Another ominous sign for Europe is that debt, as a percentage of gross domestic product, is expected to continue soaring in the eurozone’s weakest members.
By 2014, Greece is expected to be running debt amounting to 175 percent of GDP, while the comparable figure for Portugal was 124.3 percent and for Cyprus, 124 percent. All would be higher than the levels expected this year, even as those countries try to abide by the belt-tightening terms of international bailouts.
Rehn said that because Italian public debt was so high — it is expected to reach 132.2 percent next year — the country would need to stay the course on austerity even if he removed the country from the commission’s deficit watch list, known as the Excessive Deficit Procedure, later this month.

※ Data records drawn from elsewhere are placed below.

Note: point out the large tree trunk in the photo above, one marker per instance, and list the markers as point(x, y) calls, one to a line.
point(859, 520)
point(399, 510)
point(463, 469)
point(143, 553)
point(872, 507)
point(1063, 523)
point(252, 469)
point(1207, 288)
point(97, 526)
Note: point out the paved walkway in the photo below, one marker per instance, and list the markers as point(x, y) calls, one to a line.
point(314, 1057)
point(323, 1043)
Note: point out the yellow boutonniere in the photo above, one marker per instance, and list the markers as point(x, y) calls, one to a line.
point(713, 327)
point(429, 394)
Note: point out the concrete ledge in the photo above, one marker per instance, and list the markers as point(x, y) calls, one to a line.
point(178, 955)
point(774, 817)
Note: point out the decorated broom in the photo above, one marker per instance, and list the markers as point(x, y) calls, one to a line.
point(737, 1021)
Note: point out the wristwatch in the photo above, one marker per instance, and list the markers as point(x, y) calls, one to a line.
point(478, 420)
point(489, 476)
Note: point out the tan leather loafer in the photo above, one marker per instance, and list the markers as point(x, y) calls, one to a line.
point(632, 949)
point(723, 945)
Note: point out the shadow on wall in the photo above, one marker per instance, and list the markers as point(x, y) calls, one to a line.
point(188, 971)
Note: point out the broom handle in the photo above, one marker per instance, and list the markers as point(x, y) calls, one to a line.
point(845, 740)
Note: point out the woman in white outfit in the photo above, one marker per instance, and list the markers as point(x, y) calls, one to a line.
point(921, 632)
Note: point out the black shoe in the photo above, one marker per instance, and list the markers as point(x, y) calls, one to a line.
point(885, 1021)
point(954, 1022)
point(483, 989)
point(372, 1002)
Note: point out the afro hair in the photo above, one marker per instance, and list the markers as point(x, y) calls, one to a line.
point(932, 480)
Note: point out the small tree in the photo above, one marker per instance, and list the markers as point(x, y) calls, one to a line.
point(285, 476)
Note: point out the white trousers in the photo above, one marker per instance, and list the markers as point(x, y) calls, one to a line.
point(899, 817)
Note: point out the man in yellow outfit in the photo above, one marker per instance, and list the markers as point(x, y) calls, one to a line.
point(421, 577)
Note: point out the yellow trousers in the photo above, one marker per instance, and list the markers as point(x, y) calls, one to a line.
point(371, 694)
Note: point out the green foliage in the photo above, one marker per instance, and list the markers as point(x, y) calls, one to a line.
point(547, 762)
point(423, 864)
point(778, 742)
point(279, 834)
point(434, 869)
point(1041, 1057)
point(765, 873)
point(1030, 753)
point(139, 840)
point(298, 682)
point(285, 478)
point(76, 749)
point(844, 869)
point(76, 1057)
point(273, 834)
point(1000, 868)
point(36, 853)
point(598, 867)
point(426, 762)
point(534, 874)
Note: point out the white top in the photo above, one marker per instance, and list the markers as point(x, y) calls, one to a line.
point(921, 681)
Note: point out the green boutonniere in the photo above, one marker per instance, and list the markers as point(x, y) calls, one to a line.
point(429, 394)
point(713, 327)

But Rehn was particularly critical of France, which will not reach the EU-mandated deficit target of 3 percent of gross domestic product this year or next.
Rehn described the growth forecasts of the government led by President François Hollande as “overly optimistic.” He also warned that France needed labor market overhauls and was suffering steadily declining competitiveness.
Rehn said France would be given until 2015 to meet its budget deficit targets, given its difficulties.
Rehn said Spain, the Netherlands, Slovenia and Poland would also be granted more time to meet their targets. But those extensions amounted to little more than an economic bandage, said Mujtaba Rahman, the director for Europe of the Eurasia Group.
“As long as countries continue to reform, they will earn more time to meet fiscal targets,” Rahman said. “But giving countries more time to meet targets is not the same as the EU having a credible strategy in place to boost growth.”